エックス隊長であれば、情報公開請求対象者に含まれておりますのでお答えします。

政府の非公開データベース内に含まれた、特A級戦闘用レプリロイドのデータから私用に合わせて作成されたと聞いています。

それ以上は私も知りませんし、秘匿レベル指定が極めて高まるとの事で、エックス隊長でも難しいと思慮します」

 

 武器の性能よりも、そちらを知りたそうにしているのは明白だったが、そこまでしか知らないのも事実なので、答えられる範囲はとても少なかった。

 

「信じて良いんだな。

…良かった」

 

「……ところで、武器の性能ですが」

 

 そう言うと、思い出したかのように「ああそうだった」とエックス隊長は答えていたあたりに、本当に聞きたかったのは武器の開発経緯だけだったのだなと感じられた。

 人が良いというものだろうか。

 ゼロであれば、その様なミスはしない。

 

 

「内部に磁性流体の独立回転機構を持つ質量兵器です。

独立回転機構により、鎖の長さを排出・収納を行う事でリーチを調節したり、軌道を操作しています」

 

 

「そうか。

どうしてそれを今まで見せて来なかったんだ?」

 

 

 やはり武器の性能よりも、その他の事ばかり聞きたがる人だ。

 私なら、相手がイレギュラー化した時に速やかに弱点を突く為に、その構造上の欠点を探るが。

 

「先ず最初に嵩張る事です。

同系統の武器を持つ同僚がいない事も理由になります。

また、現在は第0特殊部隊長から訓練を受けていますが、刀剣の遣い手から技を盗むのであれば、己も刀剣で戦いながらの方が効率的だからです。

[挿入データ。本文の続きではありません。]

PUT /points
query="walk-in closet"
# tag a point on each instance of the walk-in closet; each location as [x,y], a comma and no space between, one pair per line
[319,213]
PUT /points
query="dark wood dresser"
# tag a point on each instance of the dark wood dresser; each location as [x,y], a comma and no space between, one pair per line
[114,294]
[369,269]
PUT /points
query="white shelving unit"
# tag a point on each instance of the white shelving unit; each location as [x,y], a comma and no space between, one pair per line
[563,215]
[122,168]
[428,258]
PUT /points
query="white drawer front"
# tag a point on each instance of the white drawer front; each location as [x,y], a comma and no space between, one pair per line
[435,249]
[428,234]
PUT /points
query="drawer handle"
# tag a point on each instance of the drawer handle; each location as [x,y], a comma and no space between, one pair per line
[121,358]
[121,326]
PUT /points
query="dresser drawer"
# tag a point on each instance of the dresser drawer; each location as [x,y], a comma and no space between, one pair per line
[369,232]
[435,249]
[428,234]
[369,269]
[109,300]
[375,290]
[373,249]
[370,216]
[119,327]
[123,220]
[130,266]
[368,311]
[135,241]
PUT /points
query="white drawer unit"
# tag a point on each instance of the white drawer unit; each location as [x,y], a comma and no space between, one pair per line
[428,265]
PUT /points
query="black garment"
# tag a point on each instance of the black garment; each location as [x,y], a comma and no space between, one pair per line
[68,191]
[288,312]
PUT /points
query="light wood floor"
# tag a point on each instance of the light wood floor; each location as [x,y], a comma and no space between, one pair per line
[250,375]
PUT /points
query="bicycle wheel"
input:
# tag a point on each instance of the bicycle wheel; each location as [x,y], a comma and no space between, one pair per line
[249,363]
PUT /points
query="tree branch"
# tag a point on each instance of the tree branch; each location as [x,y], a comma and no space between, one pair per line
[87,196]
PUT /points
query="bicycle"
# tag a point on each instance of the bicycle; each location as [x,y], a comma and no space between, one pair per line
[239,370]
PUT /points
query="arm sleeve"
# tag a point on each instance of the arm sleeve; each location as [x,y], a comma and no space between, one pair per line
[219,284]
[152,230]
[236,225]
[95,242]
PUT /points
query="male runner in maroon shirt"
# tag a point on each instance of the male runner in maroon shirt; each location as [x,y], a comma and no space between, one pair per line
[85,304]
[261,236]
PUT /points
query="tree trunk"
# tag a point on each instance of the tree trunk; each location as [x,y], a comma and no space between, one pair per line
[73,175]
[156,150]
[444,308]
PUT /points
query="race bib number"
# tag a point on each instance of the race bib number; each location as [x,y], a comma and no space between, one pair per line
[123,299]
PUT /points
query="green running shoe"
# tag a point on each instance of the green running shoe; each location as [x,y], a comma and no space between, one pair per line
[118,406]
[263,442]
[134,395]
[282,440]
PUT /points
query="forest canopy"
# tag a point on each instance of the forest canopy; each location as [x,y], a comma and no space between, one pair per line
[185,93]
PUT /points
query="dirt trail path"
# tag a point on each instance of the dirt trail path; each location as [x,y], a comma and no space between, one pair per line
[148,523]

そして最後は、これが一番大きな理由ですが、推進力と重量で敵を粉砕するという仕組み上、急に止めたり、相手に当てられる程度の速度は維持したまま威力は訓練用に落とす事が難しいからです。

周囲に巻き込む仲間が居らず、幾ら壊しても構わないイレギュラーが相手の時であれば、使い勝手はとても良い壊滅兵装です」

 

 

 エックス隊長は、最後の言葉を聞くと「周りへの配慮から使わなかっただけなんだな?」と聞いてきたが、それは質問というよりは、そう答えてくれという雰囲気があった。

 私は当然上官の意向に従う。

 

「はい。その通りです隊長」

 

 そう言うとエックス隊長は、溜息を吐いていた。

 安堵を露骨に示し過ぎるのも、管理職としてどうかとは思う。

 特にポーズでの感情表現を意識的に行えない人物であれば、尚更だ。

 

 

 私は暫く休みを貰ったので、次の戦いに備えて計画を練りながら、武器の整備をすることにした。

 

 

 

 整備をしていると、ゼロがやって来た。

 

「率直に聞こう。その武器、バイオレンのものだな?」

 

 私にセイバーを突き付けながら問うが、それで何か答える理由にもならない。

 しかしゼロはカードを取り出した。

 其処には“秘匿レベル6開示要求可能”と書かれてある。

 

「はい。

エックス隊長が倒した敵のボスの力を己のものと出来る事は周知の事実ですが、そのボスよりも強かった敵の中でありながら、エックス隊長に取り込まれていない武装も存在していました。

それを有効活用したい。

武装そのものには善悪は無いという、政府コード21XX02WILY5386/LIΣ発令によるものです」

 

 別に最後のΣ(シグマ)について、敢えてゆっくり言う必要も無かったが、やはりゼロは其処に引っ掛かった。

 

「今、シグマと言ったか?」

 

「はい。言いました」

 

 

 

 ゼロは、あっさりと正直に私が答えた事に疑問を持っているようだった。

 

「エックスとの会話では言っていなかっただろう」

 

「エックス隊長には、必要な情報開示レベルがありませんでした」

 

 事実は事実であり、ゼロ相手でもその手のカードが無ければ答える必要も無かったし、答えてはいけなかった。

 

「知っていることを答えろ」

 

「秘匿レベル6指定の最大禁止情報を公開します。

大計画コードLose Influence Σとは、シグマ元総隊長の影響力を削ぐ計画であり、余りにも隊長格・副隊長格からの離反者率が高いイレギュラーハンターの現状を極めて重く見た政府が、用意した新たな理性的かつ忠実な戦闘用レプリロイドに各級指揮官の挿げ替えを行う計画です」

 

 

 ゼロはそれを聞いて、表情を崩さなかったが、その剣先だけは震えていた。

 

 

「政府に従順な狗だけでハンターの上層部で埋めるつもりか?」

 

「はい。その通りです」

 

 

 一瞬、ゼロの眼に力が入ったが、直ぐにセイバーが降ろされた。

 

「エックスに伝えないとな」

 

「でしたら、エックス隊長の秘匿情報開示レベルを上げなければなりません。

…私の知り合いの知り合いですが、聞いて見ましょうか?」

 

 ゼロは「可能なのか」と聞いてきたが、確実ではない。

 エイリアの知り合いであるアイリスというレプリロイドは、ハンターとは別組織の司令部の親族らしい。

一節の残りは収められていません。